While he sipped coffee and gazed out at the view, all three of Cage’s kids lounged around the pool, having just finished breakfast. This was family time, before Dad started his workday, but all of Cage’s kids stared into screens held in their hands.
His wife, Heather, sat next to him, and she also held a tablet computer in her lap. She read aloud an article about a museum exhibit one of her friends had recently curated, but Ken Cage barely heard her.
As he gazed out at the view, his mind wasn’t focused on his family, on his property, or on his work; it was focused on the next shipment of girls to Rancho Esmerelda. Two would be arriving from Asia in less than a week. Two more he’d see in Venice on his upcoming trip there, and then they would be flown back to America with Jaco in a jet owned by one of the Consortium’s shells.

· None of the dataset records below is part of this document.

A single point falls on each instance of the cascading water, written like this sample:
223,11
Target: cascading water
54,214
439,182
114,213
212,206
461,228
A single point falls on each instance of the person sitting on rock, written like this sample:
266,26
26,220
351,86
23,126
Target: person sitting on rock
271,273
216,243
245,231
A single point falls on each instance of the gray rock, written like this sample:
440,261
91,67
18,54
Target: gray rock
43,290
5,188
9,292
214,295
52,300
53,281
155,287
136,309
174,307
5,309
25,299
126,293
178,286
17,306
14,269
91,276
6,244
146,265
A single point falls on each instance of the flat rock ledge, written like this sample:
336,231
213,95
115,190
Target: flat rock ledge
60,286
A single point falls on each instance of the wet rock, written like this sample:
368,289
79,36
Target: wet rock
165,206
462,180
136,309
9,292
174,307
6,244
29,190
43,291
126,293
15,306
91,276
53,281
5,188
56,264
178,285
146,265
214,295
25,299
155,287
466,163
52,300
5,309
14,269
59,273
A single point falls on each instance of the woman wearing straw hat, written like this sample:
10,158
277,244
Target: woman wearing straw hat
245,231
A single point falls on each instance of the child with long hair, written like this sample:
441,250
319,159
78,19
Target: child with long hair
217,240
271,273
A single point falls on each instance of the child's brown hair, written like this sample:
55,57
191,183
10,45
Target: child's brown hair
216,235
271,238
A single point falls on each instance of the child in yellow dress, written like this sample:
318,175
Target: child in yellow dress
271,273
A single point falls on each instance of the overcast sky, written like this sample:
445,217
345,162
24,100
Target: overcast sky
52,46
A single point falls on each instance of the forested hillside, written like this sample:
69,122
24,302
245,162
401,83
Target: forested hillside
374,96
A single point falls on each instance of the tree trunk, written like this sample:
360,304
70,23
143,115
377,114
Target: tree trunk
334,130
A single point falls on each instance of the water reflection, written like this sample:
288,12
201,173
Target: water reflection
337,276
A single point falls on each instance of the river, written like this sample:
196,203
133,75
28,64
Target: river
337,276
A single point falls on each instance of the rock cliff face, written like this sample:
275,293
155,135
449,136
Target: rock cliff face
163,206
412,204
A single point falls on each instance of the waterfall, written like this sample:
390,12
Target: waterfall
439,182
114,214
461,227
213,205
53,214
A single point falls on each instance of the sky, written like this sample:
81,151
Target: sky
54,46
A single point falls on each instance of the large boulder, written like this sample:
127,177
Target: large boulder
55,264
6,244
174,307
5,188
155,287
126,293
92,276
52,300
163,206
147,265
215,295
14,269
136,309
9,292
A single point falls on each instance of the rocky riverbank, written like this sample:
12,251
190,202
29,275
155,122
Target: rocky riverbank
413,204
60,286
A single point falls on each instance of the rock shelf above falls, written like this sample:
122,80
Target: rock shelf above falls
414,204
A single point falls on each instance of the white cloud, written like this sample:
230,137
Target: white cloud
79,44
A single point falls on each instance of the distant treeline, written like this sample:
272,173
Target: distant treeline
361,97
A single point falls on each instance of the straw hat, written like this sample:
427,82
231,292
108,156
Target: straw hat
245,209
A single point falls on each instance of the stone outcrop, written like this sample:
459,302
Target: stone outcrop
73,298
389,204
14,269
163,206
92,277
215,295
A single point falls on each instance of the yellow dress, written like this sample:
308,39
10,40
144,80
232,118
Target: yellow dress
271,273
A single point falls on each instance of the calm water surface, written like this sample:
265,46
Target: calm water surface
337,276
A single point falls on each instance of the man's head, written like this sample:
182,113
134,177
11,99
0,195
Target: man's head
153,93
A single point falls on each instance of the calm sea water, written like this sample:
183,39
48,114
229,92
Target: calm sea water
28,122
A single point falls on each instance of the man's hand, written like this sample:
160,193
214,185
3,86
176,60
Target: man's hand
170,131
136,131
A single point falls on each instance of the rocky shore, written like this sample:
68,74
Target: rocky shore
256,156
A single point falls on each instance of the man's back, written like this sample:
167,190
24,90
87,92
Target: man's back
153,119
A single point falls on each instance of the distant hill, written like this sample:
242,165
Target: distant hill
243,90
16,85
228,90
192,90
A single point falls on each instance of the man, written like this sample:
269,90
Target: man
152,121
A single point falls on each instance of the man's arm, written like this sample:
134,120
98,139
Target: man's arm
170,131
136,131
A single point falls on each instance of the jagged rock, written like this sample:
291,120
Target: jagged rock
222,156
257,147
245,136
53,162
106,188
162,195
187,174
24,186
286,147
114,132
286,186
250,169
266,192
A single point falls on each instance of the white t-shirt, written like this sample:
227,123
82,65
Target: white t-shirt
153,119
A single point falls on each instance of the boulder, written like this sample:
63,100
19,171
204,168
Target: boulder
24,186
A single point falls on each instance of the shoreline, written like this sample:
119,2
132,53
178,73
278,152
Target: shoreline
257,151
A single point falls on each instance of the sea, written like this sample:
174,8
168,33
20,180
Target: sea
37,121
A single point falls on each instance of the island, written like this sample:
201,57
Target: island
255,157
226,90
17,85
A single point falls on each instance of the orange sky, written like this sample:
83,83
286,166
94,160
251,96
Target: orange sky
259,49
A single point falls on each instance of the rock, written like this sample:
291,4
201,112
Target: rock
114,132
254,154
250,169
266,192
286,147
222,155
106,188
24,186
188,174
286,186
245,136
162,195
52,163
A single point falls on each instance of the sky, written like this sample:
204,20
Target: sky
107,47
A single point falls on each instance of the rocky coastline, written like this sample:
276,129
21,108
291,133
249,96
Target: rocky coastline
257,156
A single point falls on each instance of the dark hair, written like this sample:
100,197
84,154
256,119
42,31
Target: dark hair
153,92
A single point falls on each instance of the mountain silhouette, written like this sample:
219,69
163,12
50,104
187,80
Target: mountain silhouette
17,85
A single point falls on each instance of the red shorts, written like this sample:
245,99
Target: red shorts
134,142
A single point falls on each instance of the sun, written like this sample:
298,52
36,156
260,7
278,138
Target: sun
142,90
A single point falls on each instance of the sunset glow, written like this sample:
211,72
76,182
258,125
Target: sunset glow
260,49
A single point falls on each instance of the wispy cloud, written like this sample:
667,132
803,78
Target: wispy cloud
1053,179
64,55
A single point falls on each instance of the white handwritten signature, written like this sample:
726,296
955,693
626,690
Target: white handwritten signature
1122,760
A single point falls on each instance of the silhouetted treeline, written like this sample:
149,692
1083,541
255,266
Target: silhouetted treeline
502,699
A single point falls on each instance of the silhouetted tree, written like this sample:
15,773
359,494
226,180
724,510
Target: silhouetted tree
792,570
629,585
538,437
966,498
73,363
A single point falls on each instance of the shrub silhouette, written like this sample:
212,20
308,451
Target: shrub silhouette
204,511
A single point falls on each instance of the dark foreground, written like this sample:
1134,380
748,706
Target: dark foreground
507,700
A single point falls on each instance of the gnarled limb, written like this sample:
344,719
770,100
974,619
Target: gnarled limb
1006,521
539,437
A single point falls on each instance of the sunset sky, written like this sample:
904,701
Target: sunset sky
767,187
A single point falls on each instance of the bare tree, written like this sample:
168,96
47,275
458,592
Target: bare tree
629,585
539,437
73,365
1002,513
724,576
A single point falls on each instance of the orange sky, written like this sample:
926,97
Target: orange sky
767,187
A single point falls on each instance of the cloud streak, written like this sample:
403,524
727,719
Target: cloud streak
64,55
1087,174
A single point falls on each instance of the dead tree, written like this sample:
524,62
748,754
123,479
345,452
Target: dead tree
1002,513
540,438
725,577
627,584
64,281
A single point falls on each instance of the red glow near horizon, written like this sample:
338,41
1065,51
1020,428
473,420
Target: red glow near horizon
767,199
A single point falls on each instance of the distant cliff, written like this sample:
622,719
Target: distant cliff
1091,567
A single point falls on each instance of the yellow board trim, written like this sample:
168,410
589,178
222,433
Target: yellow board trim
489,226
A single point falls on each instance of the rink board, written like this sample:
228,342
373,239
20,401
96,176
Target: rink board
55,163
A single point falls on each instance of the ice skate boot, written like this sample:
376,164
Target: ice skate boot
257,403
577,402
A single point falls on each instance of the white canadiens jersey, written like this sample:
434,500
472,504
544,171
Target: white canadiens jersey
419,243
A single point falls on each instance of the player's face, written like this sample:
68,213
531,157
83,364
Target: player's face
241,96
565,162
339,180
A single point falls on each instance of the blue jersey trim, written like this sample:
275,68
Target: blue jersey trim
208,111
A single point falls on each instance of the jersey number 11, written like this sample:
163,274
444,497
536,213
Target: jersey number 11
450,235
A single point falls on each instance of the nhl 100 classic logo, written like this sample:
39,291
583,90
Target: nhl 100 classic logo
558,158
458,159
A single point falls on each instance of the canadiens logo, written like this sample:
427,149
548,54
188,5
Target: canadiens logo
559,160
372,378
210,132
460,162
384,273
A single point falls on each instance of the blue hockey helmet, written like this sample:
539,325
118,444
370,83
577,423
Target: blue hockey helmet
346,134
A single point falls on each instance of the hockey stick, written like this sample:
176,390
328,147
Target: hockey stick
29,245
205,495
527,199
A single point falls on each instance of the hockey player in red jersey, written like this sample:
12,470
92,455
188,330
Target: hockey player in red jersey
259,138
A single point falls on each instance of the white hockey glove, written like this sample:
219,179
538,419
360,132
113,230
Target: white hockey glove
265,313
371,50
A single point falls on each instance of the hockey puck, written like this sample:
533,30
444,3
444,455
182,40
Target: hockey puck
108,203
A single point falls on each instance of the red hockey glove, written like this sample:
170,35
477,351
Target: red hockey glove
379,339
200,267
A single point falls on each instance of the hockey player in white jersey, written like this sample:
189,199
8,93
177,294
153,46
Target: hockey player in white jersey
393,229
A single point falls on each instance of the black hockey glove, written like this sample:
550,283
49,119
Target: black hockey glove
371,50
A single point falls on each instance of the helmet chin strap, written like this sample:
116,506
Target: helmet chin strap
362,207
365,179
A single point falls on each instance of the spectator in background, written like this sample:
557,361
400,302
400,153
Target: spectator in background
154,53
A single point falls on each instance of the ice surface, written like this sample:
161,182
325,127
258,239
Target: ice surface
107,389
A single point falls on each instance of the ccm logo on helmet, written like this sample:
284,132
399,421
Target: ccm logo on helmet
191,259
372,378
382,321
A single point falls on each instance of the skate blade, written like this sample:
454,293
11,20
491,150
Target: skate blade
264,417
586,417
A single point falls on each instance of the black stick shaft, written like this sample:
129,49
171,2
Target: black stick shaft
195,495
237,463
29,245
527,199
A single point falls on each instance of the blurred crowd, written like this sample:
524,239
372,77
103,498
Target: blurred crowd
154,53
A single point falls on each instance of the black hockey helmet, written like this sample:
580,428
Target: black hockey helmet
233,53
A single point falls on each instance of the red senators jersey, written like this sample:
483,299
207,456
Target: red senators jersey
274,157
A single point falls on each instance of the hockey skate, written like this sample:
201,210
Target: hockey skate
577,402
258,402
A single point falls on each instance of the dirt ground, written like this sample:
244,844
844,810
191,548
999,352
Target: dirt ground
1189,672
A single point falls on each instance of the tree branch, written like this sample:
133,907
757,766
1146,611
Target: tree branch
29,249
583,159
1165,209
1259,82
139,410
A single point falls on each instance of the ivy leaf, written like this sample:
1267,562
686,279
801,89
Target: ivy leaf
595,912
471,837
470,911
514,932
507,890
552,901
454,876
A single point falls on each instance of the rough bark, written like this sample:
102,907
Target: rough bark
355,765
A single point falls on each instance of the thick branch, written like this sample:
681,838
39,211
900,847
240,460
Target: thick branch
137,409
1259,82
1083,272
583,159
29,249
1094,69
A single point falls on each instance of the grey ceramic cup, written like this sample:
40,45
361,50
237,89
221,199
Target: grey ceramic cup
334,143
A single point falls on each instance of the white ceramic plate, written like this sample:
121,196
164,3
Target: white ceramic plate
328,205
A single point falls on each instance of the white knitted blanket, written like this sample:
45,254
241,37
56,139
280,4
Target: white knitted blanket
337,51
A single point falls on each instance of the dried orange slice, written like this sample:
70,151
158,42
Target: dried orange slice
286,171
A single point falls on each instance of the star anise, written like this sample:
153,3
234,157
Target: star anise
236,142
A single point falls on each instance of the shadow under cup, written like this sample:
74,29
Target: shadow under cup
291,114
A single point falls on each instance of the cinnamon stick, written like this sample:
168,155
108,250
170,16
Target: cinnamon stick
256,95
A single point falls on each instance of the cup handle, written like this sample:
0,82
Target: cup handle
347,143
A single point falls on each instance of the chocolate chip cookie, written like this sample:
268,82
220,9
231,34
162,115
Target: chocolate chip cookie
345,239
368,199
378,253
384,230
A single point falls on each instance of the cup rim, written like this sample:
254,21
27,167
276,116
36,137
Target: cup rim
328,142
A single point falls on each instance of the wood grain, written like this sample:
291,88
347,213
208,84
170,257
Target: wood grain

There would be other new girls coming, but these four he’d chosen by hand, and he was looking forward to enjoying them all.
His most anticipated, without question, was the snotty Romanian bitch who’d spurned his advances but drunk his champagne, had come to his hotel suite but refused to sleep with him, had slapped him hard across the face when he tried to overpower her, like he’d done so many times before with so many of his conquests.
The night he’d met the drop-dead-gorgeous brunette, she’d been all too ready to talk to him and to drink his booze, but she’d also seemed a little standoffish and dismissive. And when, on the third night in a row they’d seen each other, she told him he was too old for her, he’d leaned over to Jaco and demanded she be delivered on a platter to him in the USA, no matter the cost. Jaco had protested; he claimed to sense a rebelliousness in her that would be more trouble than she’d be worth, but Cage liked this trait. In fact, her defiance ranked just below her beauty in reasons why the American ordered the young woman be rolled up and placed in the pipeline for delivery.
He wasn’t worried about rebelliousness, about defiance. At the moment, Cage knew, the girl sat aboard Kostas Kostopoulos’s yacht, getting mind-fucked by Dr. Claudia Riesling. He knew Riesling would rid her of part of her rebelliousness, and he’d rid her of the balance of it himself when she got here.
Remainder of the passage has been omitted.